His name is synonymous with Bay Area sports. A rare three sport broadcaster, King called Championships for the Oakland Raiders, Golden State Warriors and the Oakland A’s.
Wednesday his name was finally, and it had been a long time coming, announced as the recipient of the Ford C. Frick Award for “major contributions” to the game of baseball.
King passed away in 2005 and is receiving this award posthumously. He was still working as the radio voice of the A’s at the time. He was 78.
Thankfully this year King will now be forever immortalized in the National Baseball Hall of Fame’s “Scribes and Mikemen” exhibit at the National Baseball Hall of Fame Library.
King began his career in 1958 when the Giants moved from New York to San Francisco. When the Warriors moved from Philadelphia to the East Bay in 1962 he took on that job.
He was with the Warriors until 1983 and is still the only broadcaster to ever be charged with an infraction during a game. He used an expletive to describe one of the referees (or so the story goes).
During that time he also worked for the Raiders from 1966 until 1992, where he made many memorable calls.
King joined the A’s in 1981 where he stayed through the “Billyball,” the “Bash Brothers” and the “Moneyball” eras.

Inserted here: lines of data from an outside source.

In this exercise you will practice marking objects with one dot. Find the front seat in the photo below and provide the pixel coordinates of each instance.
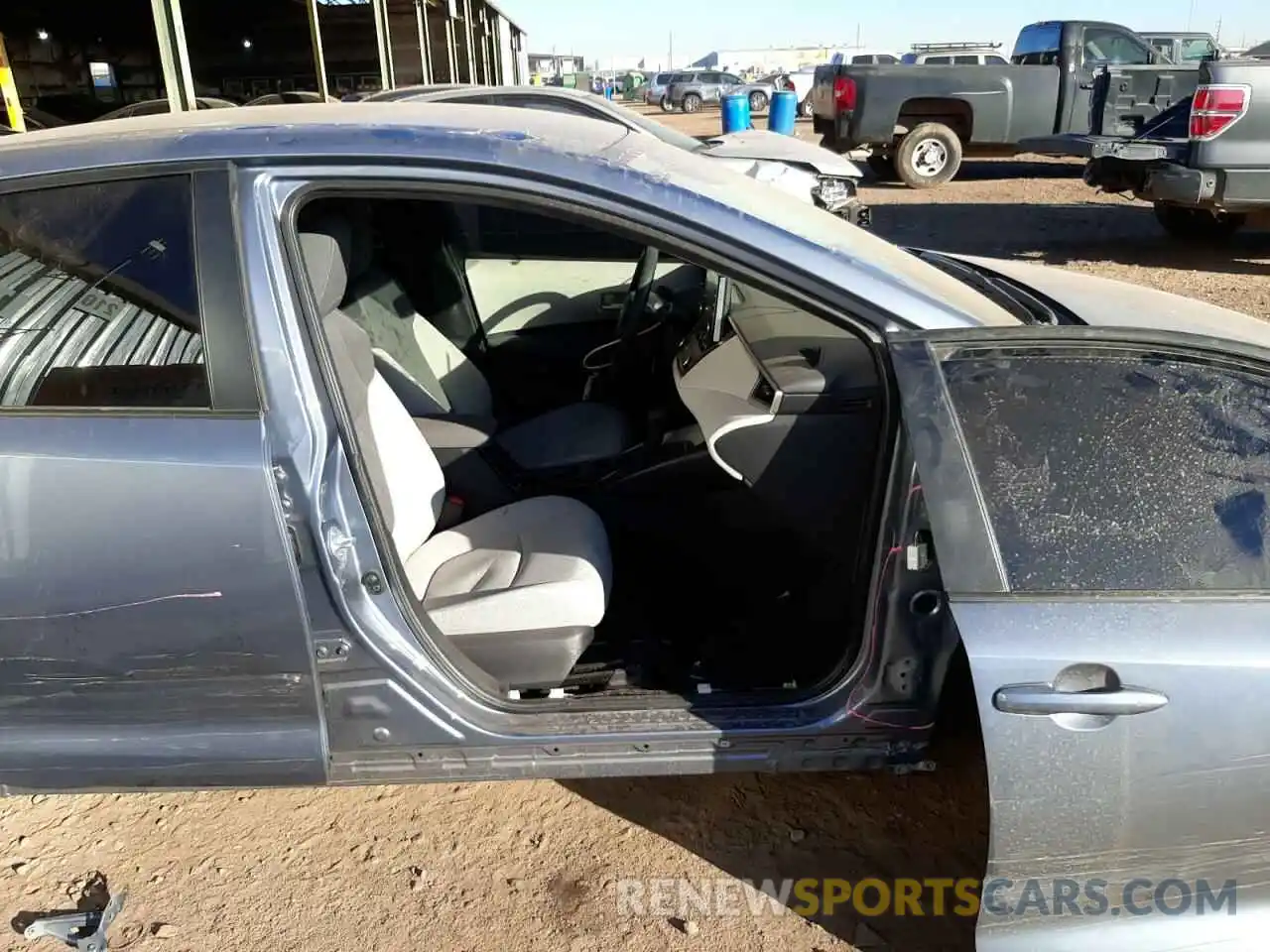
(520, 589)
(435, 379)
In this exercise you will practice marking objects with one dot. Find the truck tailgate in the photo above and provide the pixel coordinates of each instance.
(1083, 145)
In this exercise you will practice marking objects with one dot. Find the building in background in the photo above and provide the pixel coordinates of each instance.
(553, 64)
(770, 60)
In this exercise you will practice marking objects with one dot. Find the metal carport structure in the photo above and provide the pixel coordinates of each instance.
(418, 41)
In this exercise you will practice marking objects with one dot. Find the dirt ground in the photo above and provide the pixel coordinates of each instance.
(539, 865)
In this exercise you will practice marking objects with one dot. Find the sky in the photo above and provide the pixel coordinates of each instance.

His two most famous baseball calls were Rickey Henderson‘s record-setting stolen base, and King also called the pinch-hit walk-off home run, hit by Scott Hatteberg, to win the A’s historic 20th straight game during their winning streak in 2002. It went like this,
“There’s a high drive, it’s way back, dead centerfield, that one is gone and it’s 20 consecutive victories for the Oakland Athletics, on an unbelievable night where they lost an 11-0 lead and now they win it.

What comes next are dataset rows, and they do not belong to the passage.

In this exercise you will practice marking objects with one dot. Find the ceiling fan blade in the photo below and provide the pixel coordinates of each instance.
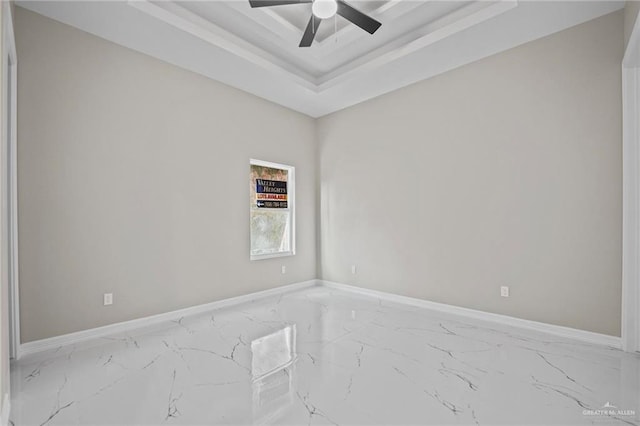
(310, 32)
(365, 22)
(267, 3)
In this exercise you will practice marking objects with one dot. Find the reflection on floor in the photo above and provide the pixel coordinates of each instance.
(322, 356)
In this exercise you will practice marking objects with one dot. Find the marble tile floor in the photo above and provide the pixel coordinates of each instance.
(324, 356)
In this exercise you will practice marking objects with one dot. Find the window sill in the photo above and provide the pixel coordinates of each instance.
(271, 255)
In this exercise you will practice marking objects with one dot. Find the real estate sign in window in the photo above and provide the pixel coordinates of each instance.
(271, 209)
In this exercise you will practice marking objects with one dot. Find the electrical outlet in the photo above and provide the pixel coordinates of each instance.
(108, 299)
(504, 291)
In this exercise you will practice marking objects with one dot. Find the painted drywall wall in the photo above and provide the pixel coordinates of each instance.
(504, 172)
(631, 10)
(133, 179)
(4, 276)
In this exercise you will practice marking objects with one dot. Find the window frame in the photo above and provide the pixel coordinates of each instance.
(291, 197)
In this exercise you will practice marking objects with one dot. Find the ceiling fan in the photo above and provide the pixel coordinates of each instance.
(324, 9)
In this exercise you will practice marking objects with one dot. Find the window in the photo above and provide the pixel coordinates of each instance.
(272, 190)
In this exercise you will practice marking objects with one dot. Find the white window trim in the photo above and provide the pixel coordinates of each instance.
(291, 186)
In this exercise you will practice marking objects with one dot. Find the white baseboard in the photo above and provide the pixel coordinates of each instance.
(107, 330)
(6, 409)
(120, 327)
(556, 330)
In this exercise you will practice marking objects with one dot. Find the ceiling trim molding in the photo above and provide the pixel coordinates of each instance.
(466, 17)
(446, 26)
(211, 33)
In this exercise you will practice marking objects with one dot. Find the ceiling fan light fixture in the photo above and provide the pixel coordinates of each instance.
(324, 9)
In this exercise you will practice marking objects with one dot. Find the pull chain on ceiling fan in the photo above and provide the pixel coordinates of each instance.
(324, 9)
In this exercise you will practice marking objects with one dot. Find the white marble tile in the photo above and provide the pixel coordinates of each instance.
(322, 356)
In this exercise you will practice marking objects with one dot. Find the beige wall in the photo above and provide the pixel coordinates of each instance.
(506, 171)
(134, 180)
(4, 276)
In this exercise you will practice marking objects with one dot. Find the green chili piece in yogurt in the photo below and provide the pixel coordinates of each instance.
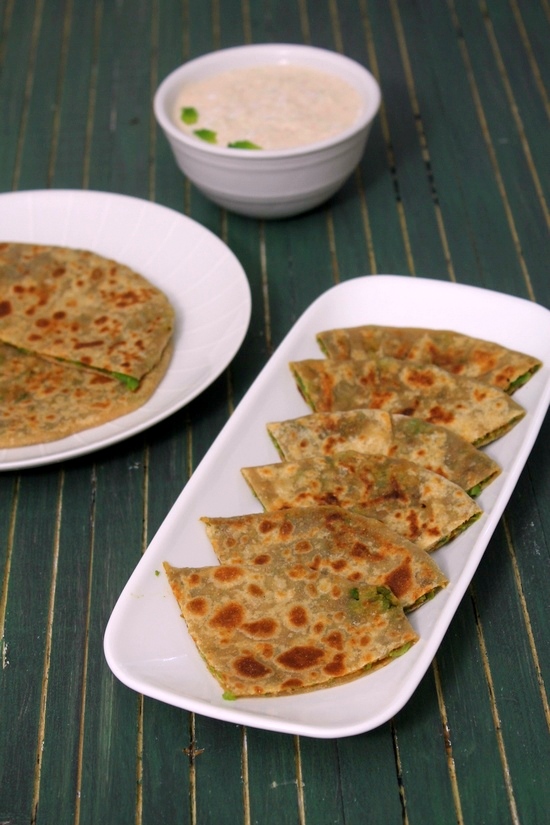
(206, 134)
(243, 144)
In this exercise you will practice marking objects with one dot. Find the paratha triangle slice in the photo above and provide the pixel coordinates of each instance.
(287, 630)
(82, 308)
(379, 433)
(477, 412)
(420, 505)
(453, 351)
(43, 400)
(329, 538)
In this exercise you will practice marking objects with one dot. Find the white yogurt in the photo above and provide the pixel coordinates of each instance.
(271, 107)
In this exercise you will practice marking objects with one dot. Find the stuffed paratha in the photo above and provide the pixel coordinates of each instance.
(43, 400)
(274, 632)
(329, 538)
(476, 411)
(453, 351)
(420, 505)
(82, 308)
(377, 432)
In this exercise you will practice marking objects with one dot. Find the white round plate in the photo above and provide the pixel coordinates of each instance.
(202, 278)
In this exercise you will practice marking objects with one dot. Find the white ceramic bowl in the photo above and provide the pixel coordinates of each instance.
(262, 183)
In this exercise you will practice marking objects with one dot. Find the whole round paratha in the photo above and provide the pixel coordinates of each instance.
(286, 630)
(478, 412)
(453, 351)
(82, 308)
(377, 432)
(417, 503)
(329, 538)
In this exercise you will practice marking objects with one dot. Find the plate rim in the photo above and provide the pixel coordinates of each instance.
(47, 453)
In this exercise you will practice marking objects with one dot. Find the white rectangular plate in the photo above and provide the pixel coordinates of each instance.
(146, 642)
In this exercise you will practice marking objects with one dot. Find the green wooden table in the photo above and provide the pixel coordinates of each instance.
(454, 186)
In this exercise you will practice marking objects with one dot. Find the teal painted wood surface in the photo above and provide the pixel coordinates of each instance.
(454, 185)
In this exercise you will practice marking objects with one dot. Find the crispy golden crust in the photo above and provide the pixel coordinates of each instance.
(43, 400)
(287, 630)
(455, 352)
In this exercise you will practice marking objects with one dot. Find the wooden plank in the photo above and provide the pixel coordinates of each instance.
(26, 641)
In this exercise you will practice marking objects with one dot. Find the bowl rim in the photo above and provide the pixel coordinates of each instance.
(286, 52)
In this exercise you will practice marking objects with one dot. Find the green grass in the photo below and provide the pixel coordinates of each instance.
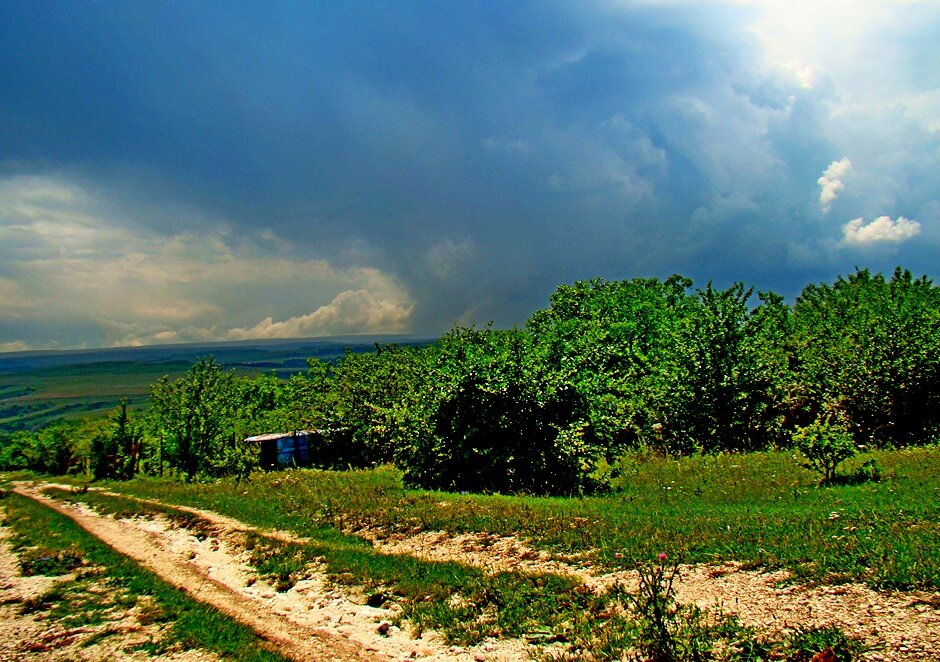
(189, 624)
(759, 509)
(762, 510)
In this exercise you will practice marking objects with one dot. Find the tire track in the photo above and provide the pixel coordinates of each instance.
(293, 640)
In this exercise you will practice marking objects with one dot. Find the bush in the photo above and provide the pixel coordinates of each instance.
(824, 445)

Hatteberg is mobbed at home plate, the crowd comes back to insane life. Crazy. Just plain crazy. How do you explain it? In 103 years of American League baseball the Athletics have done what no one else has before. They have won 20 consecutive games. Holy Toledo!”
Some were afraid King might be forgotten, or overlooked, for the award after his passing, after all he had received a nomination seven times prior to actually winning the award this year. Hall of Famer Dennis Eckersley, who was a good friend of King’s, had this to say,
“When I went into the Hall with (King’s broadcast partner) Lon Simmons, I thought Bill would be there before long, but I was starting to think that he would be forgotten. Ken Korach really pushed this, so a lot of credit to him.”

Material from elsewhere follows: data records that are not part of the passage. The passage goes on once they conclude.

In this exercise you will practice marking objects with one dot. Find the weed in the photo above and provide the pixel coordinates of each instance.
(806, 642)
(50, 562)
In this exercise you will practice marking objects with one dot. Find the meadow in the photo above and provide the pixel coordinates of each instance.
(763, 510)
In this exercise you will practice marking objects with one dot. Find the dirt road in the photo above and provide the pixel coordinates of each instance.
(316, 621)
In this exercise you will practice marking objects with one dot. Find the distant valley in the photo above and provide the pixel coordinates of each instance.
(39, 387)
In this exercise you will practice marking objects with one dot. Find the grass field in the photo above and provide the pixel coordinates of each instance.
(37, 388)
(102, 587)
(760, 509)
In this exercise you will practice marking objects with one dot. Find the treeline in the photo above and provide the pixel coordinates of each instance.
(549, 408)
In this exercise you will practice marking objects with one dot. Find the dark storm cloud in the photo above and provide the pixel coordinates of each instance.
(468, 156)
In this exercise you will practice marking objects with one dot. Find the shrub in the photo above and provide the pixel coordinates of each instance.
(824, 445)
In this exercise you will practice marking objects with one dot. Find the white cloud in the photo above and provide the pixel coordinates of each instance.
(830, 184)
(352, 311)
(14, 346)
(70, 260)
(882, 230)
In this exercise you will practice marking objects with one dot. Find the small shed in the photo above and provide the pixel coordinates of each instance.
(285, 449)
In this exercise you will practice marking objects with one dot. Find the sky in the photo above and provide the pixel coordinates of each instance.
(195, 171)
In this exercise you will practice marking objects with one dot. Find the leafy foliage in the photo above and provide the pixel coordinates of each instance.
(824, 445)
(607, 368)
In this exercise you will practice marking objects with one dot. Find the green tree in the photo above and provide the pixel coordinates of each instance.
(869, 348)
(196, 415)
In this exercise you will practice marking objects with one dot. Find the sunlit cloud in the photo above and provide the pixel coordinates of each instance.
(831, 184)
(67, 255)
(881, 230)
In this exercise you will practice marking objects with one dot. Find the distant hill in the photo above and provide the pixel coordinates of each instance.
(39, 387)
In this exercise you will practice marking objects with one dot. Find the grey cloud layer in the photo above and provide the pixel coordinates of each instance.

Korach, another close friend of King and the A’s play-by-play announcer, recently wrote a book on his experiences with his friend and colleague, Lessons from Bill King; Renaissance Man of the Mic, and pushed to help get King the votes he needed to finally win.
King is more than deserving of this award. It was his destiny, it’s such a shame that he can’t be here with us to celebrate and honor his exemplary accomplishments.